For a while there I thought Madrid must have the highest teacher to student ratio in the world!

martes, junio 28, 2005

Spanish Spanish

I'm always amused by those encounters when someone says "oh, you're from Mexico...do you speak...uh..." and sometimes I finish their sentence with "Spanish" and other times they have time to ask if I speak "Mexican." Well, the truth is I DO speak Mexican. In Spain they call their language "castellano," so I guess I can say I speak "espuhgnowl," but it sure is different from Spanish Spanish. Same as the U.S./England differences.
My grandparents were Spanish, so it's not like I haven't been around the accent. Certain words I use like "gafas" (glasses) seem weird in Mexico. Still, I was newly amazed at all the differences between our languages while I was in Spain. I required almost constant translation. And then there's the slang, maybe I'll get to that in another post. Here are some of the word differences. For most, both could be understood, it's just a matter of what's common:

toilet-escusado-water (though my grandmother used "retrete")
sandwich-sanwich-bocata, Bocadillo (there may be a difference between these, still figuring it out)
room-cuarto-habitación (in Mexico both are common, but you usually say cuarto for your bedroom)
tomato-jitomate-tomate (just about every food item is different)

(That gives you an idea of what I did while I was over there too.)

And then there are other more complex differences.
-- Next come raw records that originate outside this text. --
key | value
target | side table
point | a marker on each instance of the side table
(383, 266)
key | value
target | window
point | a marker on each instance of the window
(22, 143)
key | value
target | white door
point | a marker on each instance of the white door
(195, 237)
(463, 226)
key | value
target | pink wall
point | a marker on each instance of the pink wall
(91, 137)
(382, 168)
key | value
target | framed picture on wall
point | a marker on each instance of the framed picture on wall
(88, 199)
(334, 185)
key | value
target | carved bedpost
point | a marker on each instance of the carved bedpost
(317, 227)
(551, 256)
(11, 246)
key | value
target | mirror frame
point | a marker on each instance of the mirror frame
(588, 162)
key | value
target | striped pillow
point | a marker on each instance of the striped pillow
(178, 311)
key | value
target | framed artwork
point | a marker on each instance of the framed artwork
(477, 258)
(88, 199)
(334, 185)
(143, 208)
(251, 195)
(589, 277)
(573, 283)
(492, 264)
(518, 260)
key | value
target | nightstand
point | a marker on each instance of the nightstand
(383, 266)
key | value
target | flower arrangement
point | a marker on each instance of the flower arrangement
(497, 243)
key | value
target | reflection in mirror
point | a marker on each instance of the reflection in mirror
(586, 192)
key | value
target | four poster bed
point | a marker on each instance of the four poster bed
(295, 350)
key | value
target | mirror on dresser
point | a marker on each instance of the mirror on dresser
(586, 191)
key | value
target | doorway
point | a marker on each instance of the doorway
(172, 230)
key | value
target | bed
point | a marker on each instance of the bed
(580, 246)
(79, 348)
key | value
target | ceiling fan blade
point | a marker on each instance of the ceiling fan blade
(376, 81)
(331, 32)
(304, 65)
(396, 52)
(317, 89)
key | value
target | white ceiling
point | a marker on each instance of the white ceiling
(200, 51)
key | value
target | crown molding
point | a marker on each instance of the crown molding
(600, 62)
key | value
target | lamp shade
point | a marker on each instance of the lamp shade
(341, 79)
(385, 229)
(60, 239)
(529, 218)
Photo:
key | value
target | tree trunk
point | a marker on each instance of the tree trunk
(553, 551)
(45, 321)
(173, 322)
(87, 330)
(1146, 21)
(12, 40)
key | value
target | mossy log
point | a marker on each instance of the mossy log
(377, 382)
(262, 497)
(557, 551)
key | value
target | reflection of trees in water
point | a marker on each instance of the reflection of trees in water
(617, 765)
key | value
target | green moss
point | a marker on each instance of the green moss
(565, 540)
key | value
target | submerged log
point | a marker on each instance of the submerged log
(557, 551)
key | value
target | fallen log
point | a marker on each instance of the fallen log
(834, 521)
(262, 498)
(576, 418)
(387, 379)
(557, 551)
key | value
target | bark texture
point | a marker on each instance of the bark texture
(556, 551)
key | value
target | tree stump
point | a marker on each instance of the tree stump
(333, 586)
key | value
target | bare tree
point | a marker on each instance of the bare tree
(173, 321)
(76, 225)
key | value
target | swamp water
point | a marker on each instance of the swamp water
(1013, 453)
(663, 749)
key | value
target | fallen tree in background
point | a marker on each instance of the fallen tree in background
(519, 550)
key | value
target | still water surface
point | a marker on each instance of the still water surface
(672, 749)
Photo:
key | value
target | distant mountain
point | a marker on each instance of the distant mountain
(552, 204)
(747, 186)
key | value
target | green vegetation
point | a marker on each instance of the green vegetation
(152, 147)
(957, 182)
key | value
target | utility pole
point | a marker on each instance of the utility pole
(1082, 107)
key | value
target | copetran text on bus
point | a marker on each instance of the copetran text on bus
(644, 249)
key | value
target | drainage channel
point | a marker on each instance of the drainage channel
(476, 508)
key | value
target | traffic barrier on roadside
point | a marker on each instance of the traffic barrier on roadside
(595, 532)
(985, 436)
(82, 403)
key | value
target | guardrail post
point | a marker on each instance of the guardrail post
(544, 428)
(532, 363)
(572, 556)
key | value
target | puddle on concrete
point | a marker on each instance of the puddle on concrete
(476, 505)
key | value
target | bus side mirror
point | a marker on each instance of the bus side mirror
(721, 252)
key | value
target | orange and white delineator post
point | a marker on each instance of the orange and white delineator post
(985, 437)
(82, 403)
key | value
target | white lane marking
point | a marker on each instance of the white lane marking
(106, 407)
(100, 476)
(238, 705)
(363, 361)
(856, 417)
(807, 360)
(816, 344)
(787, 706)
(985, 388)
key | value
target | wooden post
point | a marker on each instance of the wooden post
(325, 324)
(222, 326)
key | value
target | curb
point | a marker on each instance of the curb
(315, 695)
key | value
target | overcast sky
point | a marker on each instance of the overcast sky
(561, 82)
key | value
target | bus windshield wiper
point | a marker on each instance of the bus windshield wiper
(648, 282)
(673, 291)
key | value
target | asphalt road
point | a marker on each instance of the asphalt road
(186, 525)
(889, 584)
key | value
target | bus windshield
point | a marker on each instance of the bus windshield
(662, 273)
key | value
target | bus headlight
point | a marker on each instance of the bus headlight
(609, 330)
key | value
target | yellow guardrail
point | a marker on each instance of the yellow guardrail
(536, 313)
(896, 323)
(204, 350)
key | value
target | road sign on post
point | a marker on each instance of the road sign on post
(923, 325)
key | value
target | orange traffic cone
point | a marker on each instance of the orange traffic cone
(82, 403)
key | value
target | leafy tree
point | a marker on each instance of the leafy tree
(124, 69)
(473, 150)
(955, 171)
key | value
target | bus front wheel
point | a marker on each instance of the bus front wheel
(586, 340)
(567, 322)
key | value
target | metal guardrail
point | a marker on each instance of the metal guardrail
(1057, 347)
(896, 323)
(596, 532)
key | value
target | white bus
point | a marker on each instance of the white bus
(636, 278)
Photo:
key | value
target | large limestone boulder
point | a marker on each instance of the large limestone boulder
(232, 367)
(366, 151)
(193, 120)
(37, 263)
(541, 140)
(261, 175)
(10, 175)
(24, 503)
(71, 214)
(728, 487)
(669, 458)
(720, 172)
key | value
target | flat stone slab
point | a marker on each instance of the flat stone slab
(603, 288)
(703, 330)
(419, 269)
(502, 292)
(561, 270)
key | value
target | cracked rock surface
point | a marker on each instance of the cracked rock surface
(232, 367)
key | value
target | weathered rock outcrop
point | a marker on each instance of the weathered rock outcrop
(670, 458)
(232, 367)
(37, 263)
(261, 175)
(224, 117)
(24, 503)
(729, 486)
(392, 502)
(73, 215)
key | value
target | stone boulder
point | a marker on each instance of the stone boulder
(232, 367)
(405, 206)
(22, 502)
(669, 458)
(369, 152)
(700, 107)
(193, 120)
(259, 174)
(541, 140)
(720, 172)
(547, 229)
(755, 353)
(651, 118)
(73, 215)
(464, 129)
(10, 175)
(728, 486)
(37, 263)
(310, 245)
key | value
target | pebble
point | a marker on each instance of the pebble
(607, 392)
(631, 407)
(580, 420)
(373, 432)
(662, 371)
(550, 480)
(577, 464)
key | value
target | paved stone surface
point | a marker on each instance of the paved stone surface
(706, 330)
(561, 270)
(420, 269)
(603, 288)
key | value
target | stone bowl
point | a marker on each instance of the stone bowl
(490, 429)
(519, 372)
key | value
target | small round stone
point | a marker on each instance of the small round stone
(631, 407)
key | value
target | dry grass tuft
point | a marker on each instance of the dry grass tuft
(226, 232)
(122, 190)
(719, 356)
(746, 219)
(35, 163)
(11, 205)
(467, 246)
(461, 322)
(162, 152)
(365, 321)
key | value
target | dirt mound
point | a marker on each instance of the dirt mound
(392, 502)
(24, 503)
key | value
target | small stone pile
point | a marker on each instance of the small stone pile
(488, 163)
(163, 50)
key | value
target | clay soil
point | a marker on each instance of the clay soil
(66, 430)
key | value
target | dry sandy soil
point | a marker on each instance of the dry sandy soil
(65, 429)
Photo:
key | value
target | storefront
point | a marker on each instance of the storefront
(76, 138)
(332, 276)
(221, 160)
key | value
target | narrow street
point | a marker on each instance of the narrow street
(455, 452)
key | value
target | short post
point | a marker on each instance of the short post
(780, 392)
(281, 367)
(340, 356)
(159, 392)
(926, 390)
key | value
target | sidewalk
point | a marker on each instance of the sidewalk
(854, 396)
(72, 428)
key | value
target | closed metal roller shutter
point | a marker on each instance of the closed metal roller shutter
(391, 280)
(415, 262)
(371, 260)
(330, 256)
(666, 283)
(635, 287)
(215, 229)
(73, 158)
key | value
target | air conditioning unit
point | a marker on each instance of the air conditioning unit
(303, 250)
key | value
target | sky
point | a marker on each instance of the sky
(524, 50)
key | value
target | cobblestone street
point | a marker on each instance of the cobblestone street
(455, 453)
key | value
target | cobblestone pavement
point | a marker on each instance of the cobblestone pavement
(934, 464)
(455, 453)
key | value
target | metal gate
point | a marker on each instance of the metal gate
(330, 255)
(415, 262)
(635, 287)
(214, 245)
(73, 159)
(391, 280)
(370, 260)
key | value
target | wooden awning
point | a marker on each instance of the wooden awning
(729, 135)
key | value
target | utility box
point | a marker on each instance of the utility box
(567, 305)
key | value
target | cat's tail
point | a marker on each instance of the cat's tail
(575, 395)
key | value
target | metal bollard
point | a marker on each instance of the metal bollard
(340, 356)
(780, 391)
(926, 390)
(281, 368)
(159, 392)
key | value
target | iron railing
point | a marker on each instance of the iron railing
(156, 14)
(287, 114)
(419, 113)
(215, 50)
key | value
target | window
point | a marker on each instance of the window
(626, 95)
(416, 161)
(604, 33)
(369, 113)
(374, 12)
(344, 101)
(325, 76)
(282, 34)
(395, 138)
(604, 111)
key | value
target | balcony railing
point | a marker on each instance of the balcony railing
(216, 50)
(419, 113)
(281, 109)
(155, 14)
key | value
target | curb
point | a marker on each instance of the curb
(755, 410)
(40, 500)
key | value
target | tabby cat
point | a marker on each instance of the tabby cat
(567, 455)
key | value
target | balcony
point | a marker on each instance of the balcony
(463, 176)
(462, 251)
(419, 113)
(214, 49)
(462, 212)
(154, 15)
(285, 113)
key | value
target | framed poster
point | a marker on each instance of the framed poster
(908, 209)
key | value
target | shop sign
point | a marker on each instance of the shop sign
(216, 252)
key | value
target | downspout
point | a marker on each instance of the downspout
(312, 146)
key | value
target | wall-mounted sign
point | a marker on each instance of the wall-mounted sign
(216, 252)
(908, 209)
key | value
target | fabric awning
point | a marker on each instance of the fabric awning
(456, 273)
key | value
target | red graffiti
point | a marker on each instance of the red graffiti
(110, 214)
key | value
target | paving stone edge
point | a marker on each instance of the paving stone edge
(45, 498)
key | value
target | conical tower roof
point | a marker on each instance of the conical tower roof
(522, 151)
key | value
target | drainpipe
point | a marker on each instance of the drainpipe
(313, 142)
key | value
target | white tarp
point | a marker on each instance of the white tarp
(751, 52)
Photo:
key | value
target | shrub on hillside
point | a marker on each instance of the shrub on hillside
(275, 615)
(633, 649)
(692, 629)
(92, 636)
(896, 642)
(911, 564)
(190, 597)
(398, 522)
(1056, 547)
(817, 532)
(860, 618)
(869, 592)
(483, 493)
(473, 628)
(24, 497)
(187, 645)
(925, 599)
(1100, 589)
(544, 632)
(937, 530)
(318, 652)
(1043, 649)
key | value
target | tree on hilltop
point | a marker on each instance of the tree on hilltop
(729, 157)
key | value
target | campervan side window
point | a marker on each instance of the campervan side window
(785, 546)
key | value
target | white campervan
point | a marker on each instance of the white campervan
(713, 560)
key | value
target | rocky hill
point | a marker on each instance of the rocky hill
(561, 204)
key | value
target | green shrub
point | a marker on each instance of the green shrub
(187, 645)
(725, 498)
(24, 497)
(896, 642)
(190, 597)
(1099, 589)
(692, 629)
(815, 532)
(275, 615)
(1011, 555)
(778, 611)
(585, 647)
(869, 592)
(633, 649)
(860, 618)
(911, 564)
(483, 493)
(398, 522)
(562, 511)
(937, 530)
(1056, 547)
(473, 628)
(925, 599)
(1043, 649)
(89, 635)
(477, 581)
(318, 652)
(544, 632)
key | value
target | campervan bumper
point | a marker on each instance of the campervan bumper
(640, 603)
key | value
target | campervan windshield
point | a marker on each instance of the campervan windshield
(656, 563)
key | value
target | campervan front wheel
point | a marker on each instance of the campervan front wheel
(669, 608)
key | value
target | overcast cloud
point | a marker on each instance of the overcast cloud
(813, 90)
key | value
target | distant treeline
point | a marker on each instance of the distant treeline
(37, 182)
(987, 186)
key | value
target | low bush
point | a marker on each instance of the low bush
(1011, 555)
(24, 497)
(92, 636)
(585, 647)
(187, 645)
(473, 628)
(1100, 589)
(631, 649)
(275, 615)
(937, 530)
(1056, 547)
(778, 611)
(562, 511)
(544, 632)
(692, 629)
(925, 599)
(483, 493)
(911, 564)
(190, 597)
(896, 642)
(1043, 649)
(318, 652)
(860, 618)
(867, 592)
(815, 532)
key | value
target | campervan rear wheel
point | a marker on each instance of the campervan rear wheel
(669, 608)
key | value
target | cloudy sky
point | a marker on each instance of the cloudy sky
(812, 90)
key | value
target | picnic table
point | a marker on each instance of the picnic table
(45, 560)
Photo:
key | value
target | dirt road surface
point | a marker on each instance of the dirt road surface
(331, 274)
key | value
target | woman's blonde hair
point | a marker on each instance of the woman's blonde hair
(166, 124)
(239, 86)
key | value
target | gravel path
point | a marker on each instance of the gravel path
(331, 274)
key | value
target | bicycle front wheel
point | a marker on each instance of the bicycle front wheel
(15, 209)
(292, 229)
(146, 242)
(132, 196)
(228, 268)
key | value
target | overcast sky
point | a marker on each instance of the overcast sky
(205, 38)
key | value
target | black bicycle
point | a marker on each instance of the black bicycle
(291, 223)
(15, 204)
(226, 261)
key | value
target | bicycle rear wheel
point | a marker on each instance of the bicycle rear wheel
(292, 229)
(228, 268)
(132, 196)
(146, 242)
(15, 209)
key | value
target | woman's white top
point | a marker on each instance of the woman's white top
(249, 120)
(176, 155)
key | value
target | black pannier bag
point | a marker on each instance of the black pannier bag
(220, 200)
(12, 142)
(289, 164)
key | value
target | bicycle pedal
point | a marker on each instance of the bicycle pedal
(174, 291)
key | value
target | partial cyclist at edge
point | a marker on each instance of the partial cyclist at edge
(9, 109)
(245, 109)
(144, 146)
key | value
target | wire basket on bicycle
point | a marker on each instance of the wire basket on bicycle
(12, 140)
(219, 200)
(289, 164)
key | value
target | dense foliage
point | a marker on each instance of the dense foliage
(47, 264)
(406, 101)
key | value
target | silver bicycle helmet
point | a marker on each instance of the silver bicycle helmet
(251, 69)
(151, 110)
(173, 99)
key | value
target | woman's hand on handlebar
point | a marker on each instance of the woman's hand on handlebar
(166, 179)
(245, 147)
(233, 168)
I figured out after a while that my cousin was completely misunderstanding me when I said something like "No me pasarías ese libro?" (Wouldn't you hand me that book?) In Mexico, we have to make everything softer. My cousin would just say "Pass me the book." How rude! Not only do we have to use the conditional (pasarías) to soften the verb, we put it in the negative like we're giving the other person room to say no by assuming the answer is no. Sometimes we don't use the conditional--you know, when we're feeling bold. So every time I said "No me pasas el X" and didn't put enough of an inflection at the end to make it a question my cousin thought I was implying he was rude because he wouldn't give X to me. Even when you know what the other person is saying it's hard not to respond to the attitude you assume them to have because of their words.
I wondered what it was like for them to hear us talk using "ustedes" instead of "vosotros." Usted is the formal version of the plural "you," but for some reason in Mexico they only use the formal in the plural. Vosotros (you-informal, plural) got left out. So we must sound pretty formal and polite to them. I guess it's kind like when we hear other Latin-Americans use the formal singular "you" (usted) in intimate relationships.